Testing Operating Systems
I have been working with both Vista from Microsoft and Leopard from Apple in recent days. Now I can’t comment on what is inside because I am bound by NDA’s on both fronts. But while installing Leopard this weekend I noticed how much easier they made it to test with one machine.
With my Vista testing I took and extra machine I had laying around and installed Vista on it. I had to do this because it likes to take over your system. I might have been able to figure out some kind of dual boot scenario, but didn’t want to mess up my machine trying.
By contrast I downloaded Leopard, plugged in an external usb hard drive. Booted the installer and installed the OS to the external USB hard drive. No chance of messing up my production work environment. Just plug in the USB Drive hold down ALT when I boot and choose the external USB drive and boot Leopard. Reboot and choose my old Tiger volume and I’m back to my production box again. Not to mention I have bootcamp’d my Macbook, so I can boot Windows also.
Takes notes MS, that’s how multi-boot should work.
November 16th, 2006 at 6:19 pm
We here in the office have a little project that we are going to look into doing. That project is try to get OS X installed on an intel system. I did some research and the only way i found to do it is by using Virtual PC or a similar program. My question to you, is can it actually be installed on PC hardware w\o virutallization?

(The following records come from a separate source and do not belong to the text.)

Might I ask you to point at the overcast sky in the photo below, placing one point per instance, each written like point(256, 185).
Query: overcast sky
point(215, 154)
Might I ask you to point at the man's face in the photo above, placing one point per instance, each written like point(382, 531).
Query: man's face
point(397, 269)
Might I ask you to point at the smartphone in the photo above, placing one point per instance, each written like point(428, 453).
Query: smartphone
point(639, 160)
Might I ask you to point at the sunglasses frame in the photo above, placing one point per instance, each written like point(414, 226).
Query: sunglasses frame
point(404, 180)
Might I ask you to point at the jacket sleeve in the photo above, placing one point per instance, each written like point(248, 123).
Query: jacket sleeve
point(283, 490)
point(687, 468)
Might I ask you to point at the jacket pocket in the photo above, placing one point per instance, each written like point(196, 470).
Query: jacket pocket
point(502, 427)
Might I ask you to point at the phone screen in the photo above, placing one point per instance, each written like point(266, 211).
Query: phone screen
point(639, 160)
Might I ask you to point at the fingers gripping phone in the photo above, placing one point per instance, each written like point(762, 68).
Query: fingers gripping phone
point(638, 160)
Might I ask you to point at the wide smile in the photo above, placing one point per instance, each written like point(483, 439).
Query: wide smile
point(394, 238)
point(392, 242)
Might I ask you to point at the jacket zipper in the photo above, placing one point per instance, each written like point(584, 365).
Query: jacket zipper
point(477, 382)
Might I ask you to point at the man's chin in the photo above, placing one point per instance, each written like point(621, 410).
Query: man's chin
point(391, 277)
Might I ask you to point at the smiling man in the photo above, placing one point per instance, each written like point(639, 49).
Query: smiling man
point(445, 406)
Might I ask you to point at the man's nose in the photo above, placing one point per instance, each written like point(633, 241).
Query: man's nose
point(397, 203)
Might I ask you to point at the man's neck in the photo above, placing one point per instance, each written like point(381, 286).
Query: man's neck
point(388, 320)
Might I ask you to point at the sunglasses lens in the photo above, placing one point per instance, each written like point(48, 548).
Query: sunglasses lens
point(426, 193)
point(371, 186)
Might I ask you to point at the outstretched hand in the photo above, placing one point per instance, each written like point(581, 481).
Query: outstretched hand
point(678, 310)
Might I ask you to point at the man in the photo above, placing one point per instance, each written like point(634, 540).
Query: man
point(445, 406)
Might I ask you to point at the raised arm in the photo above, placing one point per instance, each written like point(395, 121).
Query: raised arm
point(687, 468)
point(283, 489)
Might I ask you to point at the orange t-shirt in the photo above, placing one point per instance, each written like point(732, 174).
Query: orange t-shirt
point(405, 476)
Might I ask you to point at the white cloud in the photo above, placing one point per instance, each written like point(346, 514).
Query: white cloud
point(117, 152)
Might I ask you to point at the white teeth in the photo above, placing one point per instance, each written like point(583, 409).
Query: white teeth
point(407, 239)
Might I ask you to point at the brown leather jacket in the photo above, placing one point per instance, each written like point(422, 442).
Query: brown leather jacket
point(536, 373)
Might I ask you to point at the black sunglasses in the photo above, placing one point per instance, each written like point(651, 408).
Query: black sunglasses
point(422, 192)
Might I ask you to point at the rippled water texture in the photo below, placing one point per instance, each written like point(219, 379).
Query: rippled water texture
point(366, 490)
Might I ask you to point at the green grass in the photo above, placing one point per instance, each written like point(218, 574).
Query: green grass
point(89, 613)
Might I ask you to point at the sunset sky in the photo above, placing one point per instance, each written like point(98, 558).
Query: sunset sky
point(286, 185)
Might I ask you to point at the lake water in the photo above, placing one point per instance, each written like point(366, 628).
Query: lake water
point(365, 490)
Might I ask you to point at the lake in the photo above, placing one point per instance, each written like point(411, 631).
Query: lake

November 22nd, 2006 at 11:28 am
I have heard of OSX being install on standard PC hardware if you have the right hardware. Getting it to run on a Dell you bought a year or so ago, probably not going to happen. Since Apple has converted to the Intel platform though, you could invest in new computers being Mac and dual boot them to windows or run parallels to boot OSX and Windows at the same time. Parallels is kinda like Virtual PC except you can actually dedicate a core of your dual core process to it, and it is supposed to run pretty fast.